Alicia Henry (May 11, 1966 – October 17, 2024) was an American contemporary artist who lived, worked, and taught in Nashville. Henry was an associate professor in the Language and Arts Department at Fisk University. Henry created multi-media artwork that focused on themes of the body and identity. She used materials such as wood, fabric, paper and pigment for her creations. Henry received a Bachelor of Fine Arts from The School of the Art Institute of Chicago and a Master of Fine Arts from the School of Art at Yale University.

== Work ==
Henry made layered, figurative textile wall hangings from stitched and hand-embroidered dyed cotton, leather, felt, linen, and burlap. Her work explored themes of familial relationships, beauty, the body and identity.

== Career ==
Alicia Henry's work has been exhibited at various institutions including the Whitney Museum (New York), The Drawing Center (New York), Carnegie Museum of Art (Pittsburgh), Frist Art Museum (Nashville) and the Cheekwood Museum of Art (Nashville). From January 26, 2019 to May 12, 2019, Henry had her first Canadian exhibition at The Power Plant in Toronto, Ontario. The exhibition was entitled Witnessing and it consisted of many two-dimensional mixed media figures as well as group compositions. From May 26, 2021 to July 3, 2021, Henry had her first solo exhibition, Alicia Henry: To Whom It May Concern in the United Kingdom at Tiwani Contemporary.
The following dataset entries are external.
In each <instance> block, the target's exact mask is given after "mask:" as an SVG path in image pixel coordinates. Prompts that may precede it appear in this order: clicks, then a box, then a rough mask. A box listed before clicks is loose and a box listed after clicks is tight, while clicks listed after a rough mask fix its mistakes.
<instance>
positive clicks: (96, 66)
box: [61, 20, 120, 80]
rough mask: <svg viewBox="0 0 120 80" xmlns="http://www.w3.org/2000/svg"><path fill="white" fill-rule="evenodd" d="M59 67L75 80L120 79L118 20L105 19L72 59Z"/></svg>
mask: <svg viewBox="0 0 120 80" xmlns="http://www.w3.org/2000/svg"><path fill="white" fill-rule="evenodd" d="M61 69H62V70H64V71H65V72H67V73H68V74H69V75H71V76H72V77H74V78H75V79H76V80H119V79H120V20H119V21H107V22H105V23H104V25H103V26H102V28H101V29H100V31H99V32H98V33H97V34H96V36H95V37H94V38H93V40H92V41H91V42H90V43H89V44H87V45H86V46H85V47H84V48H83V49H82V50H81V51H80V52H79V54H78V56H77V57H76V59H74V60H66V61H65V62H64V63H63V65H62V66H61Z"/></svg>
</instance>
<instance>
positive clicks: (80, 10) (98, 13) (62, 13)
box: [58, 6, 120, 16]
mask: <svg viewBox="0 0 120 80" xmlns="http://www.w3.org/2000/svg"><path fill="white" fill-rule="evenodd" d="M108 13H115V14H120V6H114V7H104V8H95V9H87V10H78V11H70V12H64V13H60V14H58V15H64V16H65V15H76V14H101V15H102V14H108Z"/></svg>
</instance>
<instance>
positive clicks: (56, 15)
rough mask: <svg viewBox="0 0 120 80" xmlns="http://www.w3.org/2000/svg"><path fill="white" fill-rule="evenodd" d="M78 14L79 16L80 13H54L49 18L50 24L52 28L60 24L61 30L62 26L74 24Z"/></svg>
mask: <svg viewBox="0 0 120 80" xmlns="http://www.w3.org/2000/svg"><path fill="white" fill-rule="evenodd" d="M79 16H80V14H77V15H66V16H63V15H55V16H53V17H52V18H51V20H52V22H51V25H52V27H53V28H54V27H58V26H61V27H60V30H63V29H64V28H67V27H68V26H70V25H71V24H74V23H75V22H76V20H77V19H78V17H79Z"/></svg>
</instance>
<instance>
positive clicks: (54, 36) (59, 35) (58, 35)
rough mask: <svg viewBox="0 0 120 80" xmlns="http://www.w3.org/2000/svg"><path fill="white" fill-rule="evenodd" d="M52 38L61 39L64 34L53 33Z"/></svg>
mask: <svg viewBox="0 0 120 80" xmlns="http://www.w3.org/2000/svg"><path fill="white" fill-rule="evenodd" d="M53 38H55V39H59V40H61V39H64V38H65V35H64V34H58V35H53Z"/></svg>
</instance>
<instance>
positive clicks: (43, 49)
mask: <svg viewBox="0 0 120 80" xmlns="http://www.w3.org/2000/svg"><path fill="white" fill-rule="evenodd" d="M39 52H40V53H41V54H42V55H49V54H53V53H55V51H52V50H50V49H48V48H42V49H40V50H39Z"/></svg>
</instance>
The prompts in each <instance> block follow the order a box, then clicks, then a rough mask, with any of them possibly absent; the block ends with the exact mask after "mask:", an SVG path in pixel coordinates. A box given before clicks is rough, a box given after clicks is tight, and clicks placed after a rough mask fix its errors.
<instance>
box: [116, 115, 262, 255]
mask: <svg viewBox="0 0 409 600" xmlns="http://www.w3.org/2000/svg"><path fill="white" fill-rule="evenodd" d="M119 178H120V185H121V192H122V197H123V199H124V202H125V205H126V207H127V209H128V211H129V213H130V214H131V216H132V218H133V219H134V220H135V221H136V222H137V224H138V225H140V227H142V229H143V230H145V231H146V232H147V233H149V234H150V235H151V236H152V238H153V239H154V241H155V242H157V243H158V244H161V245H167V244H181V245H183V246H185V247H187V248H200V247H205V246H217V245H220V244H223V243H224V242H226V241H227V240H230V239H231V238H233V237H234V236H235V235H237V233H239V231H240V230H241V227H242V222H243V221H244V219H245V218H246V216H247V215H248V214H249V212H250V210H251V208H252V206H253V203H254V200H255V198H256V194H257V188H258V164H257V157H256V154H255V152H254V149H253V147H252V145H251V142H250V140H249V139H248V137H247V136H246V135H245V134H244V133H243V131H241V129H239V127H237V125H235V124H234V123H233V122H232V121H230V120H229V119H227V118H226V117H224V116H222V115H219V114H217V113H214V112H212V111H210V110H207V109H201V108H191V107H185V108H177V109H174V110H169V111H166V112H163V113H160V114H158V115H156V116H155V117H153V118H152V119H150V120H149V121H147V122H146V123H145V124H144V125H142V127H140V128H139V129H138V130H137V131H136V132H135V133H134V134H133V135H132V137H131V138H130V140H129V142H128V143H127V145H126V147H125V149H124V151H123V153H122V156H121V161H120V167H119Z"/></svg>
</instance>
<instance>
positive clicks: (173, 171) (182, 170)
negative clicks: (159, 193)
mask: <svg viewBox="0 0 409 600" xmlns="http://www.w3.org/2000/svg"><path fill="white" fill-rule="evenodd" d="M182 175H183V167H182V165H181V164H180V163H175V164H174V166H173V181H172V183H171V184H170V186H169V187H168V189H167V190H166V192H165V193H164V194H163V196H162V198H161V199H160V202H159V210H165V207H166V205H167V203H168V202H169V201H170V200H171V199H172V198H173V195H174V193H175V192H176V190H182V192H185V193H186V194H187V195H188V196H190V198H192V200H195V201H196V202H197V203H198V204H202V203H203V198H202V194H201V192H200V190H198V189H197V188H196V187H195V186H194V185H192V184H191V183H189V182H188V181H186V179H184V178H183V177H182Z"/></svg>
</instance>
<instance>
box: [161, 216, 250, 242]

==Personal life and death==
Henry was diagnosed with cancer in the early 2020s. She died from the disease on October 17, 2024, at the age of 58.

== Honors ==
- 2013: Painters & Sculptors Grant Program from The Joan Mitchell Foundation.
- 2000: Guggenheim Fellowship.
- 1993: MacDowell Art Colony (Summer)
- 1989–1991: Ford Foundation Fellowship

==Selected group exhibitions==
- 2021 The Black Index (online only due to COVID-19 restrictions), University of California, Irvine (CAC Gallery), Irvine, California (January 14-March 20, 2021) with Dennis Delgado, Kenyatta A.C. Hinkle, Titus Kaphar, Whitfield Lovell, and Lava Thomas.